The risks and benefits of data retention and deletion to LLMs
Organizations should weigh the risks and benefits of keeping or deleting data for LLMs and balance them accordingly. For example, if an organization keeps sales documentation for LLMs, it may benefit from improved LLM performance and user satisfaction for their Dynamics 365 Copilot, but it may also incur higher storage costs and potential privacy breaches. Conversely, if an organization deletes sales documentation too soon for LLMs, it may reduce storage costs and privacy risks, but it may also lose valuable data and insights, hindering sales as well as degrading Copilot’s LLM performance and user satisfaction.
Based on these considerations, here are some recommendations on reviewing current retention policies to update them for the world of AI.
- Review the legal and ethical obligations of data protection. Organizations should review the legal and ethical obligations of data protection in their jurisdiction and industry and ensure that their content retention policies follow them. For example, organizations should follow the principles of data minimization, storage limitation, and accountability under the General Data Protection Regulation (GDPR) in the European Union.

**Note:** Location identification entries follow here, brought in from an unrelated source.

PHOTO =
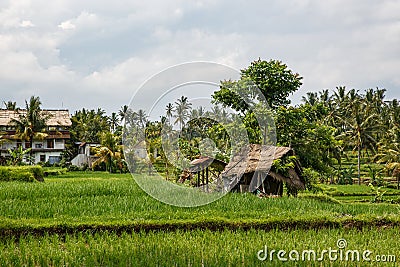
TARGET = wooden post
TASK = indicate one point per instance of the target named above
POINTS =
(207, 179)
(202, 176)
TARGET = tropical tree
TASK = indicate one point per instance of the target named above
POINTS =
(275, 81)
(169, 109)
(389, 154)
(10, 105)
(17, 155)
(110, 153)
(113, 120)
(31, 123)
(123, 113)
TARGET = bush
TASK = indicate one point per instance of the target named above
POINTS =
(21, 173)
(54, 171)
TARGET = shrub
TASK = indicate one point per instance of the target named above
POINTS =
(54, 171)
(21, 173)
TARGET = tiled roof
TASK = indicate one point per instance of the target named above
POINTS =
(57, 118)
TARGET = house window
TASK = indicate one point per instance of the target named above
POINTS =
(50, 143)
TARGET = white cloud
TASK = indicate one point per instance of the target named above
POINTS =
(26, 24)
(102, 51)
(67, 25)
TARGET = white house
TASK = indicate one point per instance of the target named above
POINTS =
(47, 150)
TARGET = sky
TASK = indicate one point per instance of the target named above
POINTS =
(96, 53)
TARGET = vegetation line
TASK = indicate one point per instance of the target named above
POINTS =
(211, 225)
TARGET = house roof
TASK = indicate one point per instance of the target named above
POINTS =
(203, 162)
(254, 157)
(259, 158)
(57, 117)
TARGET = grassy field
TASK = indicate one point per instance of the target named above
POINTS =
(97, 219)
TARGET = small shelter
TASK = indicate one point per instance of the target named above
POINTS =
(208, 170)
(247, 169)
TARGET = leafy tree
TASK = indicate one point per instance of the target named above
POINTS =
(123, 112)
(110, 153)
(17, 155)
(273, 78)
(31, 124)
(10, 105)
(182, 111)
(113, 120)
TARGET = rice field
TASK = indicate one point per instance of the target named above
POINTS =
(205, 248)
(101, 219)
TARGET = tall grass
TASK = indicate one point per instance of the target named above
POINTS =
(103, 199)
(194, 248)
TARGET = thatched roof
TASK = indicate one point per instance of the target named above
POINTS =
(57, 117)
(255, 158)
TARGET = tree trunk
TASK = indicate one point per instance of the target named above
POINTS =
(31, 160)
(359, 165)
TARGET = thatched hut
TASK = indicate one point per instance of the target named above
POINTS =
(251, 168)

- Review the business objectives and user expectations of LLMs. Organizations should review the business objectives and user expectations of LLMs and ensure that their content retention policies support them. For example, organizations should retain enough data to enable LLMs to generate accurate, relevant, and diverse code suggestions for developers.
- Review the technical capabilities and limitations of LLMs. Organizations should review the technical capabilities and limitations of LLMs and ensure that their content retention policies optimize them. For example, organizations should retain data in formats and platforms that are compatible with LLMs and delete or archive data that are outdated or incompatible with LLMs.
In conclusion, content retention policies and data needs for LLMs are two important but conflicting aspects of data management. Organizations should review their current retention policies and balance them according to the purpose, value, quality, risk, benefit, obligation, objective, expectation, capability, and limitation of their data collection and processing activities. By doing so, organizations can achieve a win-win situation where they protect their data subjects’ privacy and security while also enhancing their LLMs’ performance and user satisfaction.